The lawsuit brought by the Minnesota Coalition on Government Information alleges the practice has promoted a culture of secrecy and allowed the department to operate without accountability, the Star Tribune reported. The lawsuit names the city, Police Chief Medaria Arradondo and other city officials as defendants, and asks a judge to force the city to release the records.

“The City Defendants should not be permitted to avoid their obligations under the (Minnesota Government Data Practices Act) through linguistic gymnastics — they should be required to disclose public data that goes to the very heart of whether MPD officers can be trusted to serve and protect the people of Minneapolis,” the complaint says.

The city attorney’s office had no comment on the lawsuit Thursday.

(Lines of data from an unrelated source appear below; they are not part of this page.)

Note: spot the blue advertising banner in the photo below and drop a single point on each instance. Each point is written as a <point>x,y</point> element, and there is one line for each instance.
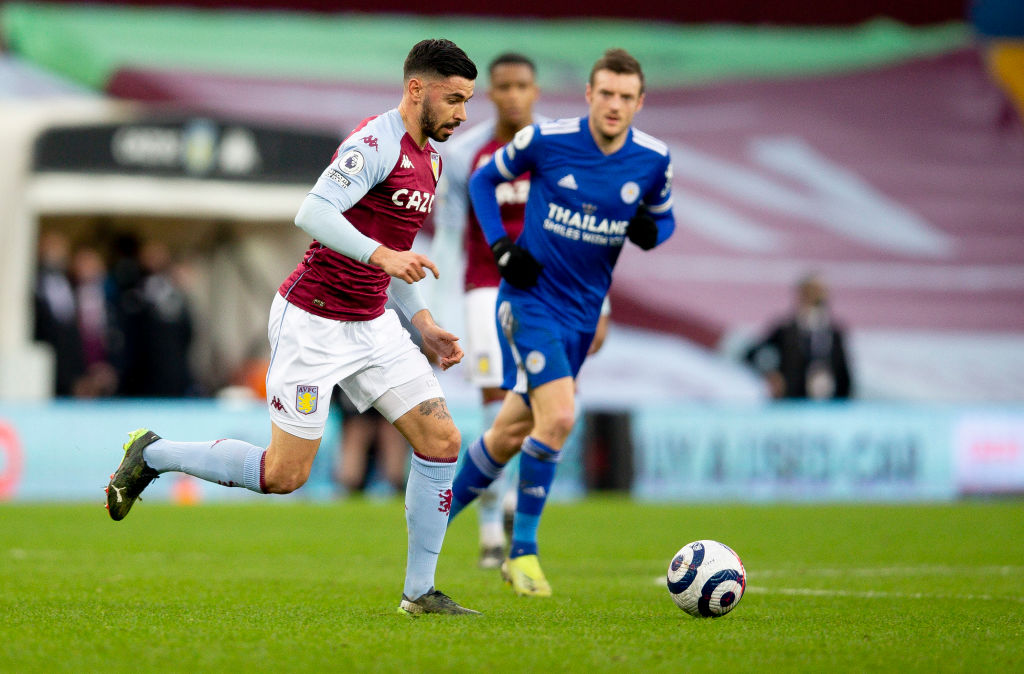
<point>794,452</point>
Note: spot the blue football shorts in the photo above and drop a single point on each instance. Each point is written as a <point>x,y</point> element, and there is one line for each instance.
<point>537,347</point>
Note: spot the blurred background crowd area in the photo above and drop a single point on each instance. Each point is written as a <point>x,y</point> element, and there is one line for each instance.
<point>158,154</point>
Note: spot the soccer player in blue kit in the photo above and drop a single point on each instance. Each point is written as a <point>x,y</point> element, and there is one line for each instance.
<point>595,181</point>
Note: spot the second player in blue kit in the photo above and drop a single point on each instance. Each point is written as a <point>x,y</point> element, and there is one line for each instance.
<point>596,181</point>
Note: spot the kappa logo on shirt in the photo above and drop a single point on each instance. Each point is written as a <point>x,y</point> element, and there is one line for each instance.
<point>335,174</point>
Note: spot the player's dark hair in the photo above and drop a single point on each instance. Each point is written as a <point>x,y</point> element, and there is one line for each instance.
<point>621,61</point>
<point>438,58</point>
<point>511,58</point>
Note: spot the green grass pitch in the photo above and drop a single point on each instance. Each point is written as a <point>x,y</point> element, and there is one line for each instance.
<point>314,587</point>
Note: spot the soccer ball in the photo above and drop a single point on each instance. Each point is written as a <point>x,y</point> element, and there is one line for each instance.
<point>707,579</point>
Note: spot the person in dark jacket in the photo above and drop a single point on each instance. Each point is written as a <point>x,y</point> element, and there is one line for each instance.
<point>804,354</point>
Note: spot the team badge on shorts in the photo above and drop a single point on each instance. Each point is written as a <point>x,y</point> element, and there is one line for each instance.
<point>535,362</point>
<point>305,398</point>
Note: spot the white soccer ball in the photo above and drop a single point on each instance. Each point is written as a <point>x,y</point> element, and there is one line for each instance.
<point>707,579</point>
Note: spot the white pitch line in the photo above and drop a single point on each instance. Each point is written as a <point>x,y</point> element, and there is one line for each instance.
<point>877,594</point>
<point>871,572</point>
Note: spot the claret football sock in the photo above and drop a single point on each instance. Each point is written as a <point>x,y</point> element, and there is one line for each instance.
<point>475,474</point>
<point>428,501</point>
<point>537,472</point>
<point>227,462</point>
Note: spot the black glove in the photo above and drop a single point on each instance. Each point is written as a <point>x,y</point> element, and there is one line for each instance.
<point>642,229</point>
<point>515,263</point>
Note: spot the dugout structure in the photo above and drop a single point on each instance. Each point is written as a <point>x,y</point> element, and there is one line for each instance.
<point>219,193</point>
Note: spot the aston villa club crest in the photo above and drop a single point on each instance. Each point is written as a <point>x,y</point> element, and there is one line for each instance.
<point>305,398</point>
<point>435,165</point>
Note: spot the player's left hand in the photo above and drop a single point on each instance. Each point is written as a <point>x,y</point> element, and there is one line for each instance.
<point>642,229</point>
<point>443,344</point>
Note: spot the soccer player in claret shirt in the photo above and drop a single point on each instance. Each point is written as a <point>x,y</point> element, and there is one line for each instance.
<point>595,182</point>
<point>328,325</point>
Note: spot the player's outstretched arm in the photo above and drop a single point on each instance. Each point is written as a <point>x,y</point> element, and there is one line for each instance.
<point>407,265</point>
<point>647,229</point>
<point>442,343</point>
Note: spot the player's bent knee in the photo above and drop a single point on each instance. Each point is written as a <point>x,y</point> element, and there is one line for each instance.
<point>560,425</point>
<point>448,441</point>
<point>284,480</point>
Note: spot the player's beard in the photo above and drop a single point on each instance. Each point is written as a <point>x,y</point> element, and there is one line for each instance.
<point>431,127</point>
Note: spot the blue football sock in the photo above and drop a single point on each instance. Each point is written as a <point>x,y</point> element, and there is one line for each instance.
<point>488,504</point>
<point>537,472</point>
<point>475,474</point>
<point>428,495</point>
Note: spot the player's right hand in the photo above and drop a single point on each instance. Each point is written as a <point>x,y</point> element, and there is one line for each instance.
<point>403,264</point>
<point>515,263</point>
<point>642,229</point>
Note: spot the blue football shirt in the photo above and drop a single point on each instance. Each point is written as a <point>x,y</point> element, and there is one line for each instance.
<point>581,202</point>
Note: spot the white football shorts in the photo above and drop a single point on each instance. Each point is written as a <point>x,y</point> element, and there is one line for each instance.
<point>483,351</point>
<point>374,362</point>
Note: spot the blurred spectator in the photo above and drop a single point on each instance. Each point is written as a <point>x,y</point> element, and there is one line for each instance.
<point>158,327</point>
<point>364,436</point>
<point>93,300</point>
<point>803,355</point>
<point>54,311</point>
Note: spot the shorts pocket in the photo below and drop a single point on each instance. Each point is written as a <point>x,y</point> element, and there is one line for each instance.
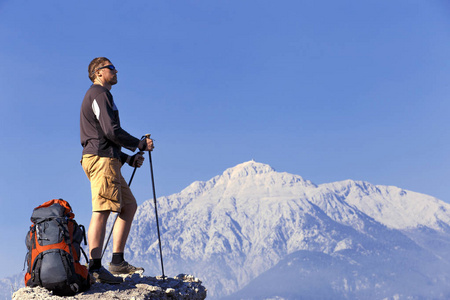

In 2015, a Department of Justice report found that Minneapolis police resolved 418 complaints over a six-year period through coaching. The report said reliance on coaching was a systemic challenge to intervening early in bad behavior. In addition, members of the Minneapolis Police Conduct Oversight Commission — a group of city-appointed civil rights watchdogs — said last summer that the city had been misinterpreting state law by classifying these records as private. City officials dispute that.

Over the past nine years, 226 complaints resulted in coaching, according to city data.

Coaching cases described in public records include an incident in which a Minneapolis officer caused a “preventable” car crash through reckless driving, and another in which an officer used “inappropriate language” toward a victim of domestic assault then didn’t write a report.

In another case, a person alleged a police sergeant failed to turn on a body camera, put a gun to the head of a vulnerable adult, then threw that person to the ground, holding him down with a knee to the back. It’s unclear what part of the allegation was substantiated, because records are private.

The lawsuit says that in the case of Derek Chauvin, who was convicted of murder last month in the death of George Floyd, all but one of Chauvin’s 22 prior complaints were nonpublic, which likely means some ended in coaching. Court filings in the former officer’s murder trial showed multiple allegations of excessive force.

The city says former officer Tou Thao — who is charged with aiding and abetting in Floyd’s death — has no discipline on his record. But court filings show that in Thao’s first year on the force, he was written up eight times for “conduct involving dishonesty and/or taking shortcuts to avoid work,” according to the lawsuit.

“One mechanism by which to prevent police murders is identifying problem officers before their misconduct can escalate. Yet the City Defendants have proven that not only will they remain willfully blind to the misconduct of problem officers, but that they will bury these officers’ disciplinary data away from the public by calling it ’coaching,” the lawsuit states. “This data belongs to the public.”